From abundant street food to fancy restaurants, Phnom Penh has a wide variety of dining styles to offer. Street food is readily available outside street markets, while restaurants usually concentrate in the central town with very friendly services and charming decór. (I would generally rate restaurant services in Phnom Penh higher than in Ho Chi Minh City)
One particular restaurant that I was deeply impressed with and would highly recommend is called Romdeng. Not only does it serve tasty and authentic local food (including a rich menu for vegetarians), the restaurant also serves meaningful social mission. As part of the TREE Global Alliance, Romdeng provides training to and is staffed by former street children and marginalized youth. The space itself is another big plus: Set in a gorgeous colonial building, Romdeng hosts a pool, a family area, as well as beautiful paintings and handicrafts also made by disadvantaged youth. All in all, this restaurant is definitely worth a visit!
Enjoy local coffee shops
Ordinary as it may sound, chilling in a coffee shop is a great way to hide away from the burning heat on the street and immerse yourself in the local vibe. Besides, coffee shops are becoming a true culture mark of urban life in Phnom Penh.

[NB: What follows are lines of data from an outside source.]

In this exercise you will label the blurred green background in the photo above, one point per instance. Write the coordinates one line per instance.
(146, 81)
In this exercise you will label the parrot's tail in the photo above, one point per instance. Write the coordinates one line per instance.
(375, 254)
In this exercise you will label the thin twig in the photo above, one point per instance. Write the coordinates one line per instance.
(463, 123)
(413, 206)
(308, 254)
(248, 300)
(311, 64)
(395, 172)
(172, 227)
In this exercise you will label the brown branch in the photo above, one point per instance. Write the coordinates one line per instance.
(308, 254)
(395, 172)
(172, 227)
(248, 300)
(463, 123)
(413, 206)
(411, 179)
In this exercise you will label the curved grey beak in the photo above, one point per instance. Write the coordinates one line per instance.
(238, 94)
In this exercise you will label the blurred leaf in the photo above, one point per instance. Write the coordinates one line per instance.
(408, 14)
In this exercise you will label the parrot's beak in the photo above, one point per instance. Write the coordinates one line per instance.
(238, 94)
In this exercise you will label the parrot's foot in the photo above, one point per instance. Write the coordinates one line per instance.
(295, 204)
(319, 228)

The increased number of coffee brands speak for the booming coffee culture here. Local brand Brown Coffee & Bakery is considered a household name, or I dare say the “Starbucks of Phnom Penh”. Though the number of Brown Coffee shops is not the largest in Phnom Penh, the popularity of Brown Coffee among locals is undeniable. When I ask for coffee recommendations from my Cambodian friends, Brown Coffee is always the first name to be mentioned. I can’t figure out yet what is so special about Brown, but I second that their coffee tastes good!
Another popular coffee chain you can easily spot on Phnom Penh streets is Café Amazon, owned by Thai oil and gas giant PTT Plc. It is easy to tell that their strategies to get a foothold in Phnom Penh’s coffee consumption market are different from that of Brown. Café Amazon gives me the impression of a fast-food way of serving coffee: It has a limited menu with drinks (tea, coffee & smoothies) only, no breads, desserts or sweeties. Drinks are served in one size only, and trust me these cups are huge! The price range is much cheaper than Brown, especially considering the cup size. What’s more, the space in Café Amazon shops is designed in a much more functional than artsy or classy style. The franchise model allows this brand to expand rapidly after 3 years and boasts run the largest number of outlets in Cambodia generally and Phnom Penh specifically.
Albeit with fewer shops, American brands Starbucks and The Coffee Bean & Tea Leaf still position themselves as strong competitors in the market, catering towards the higher-income customer segment.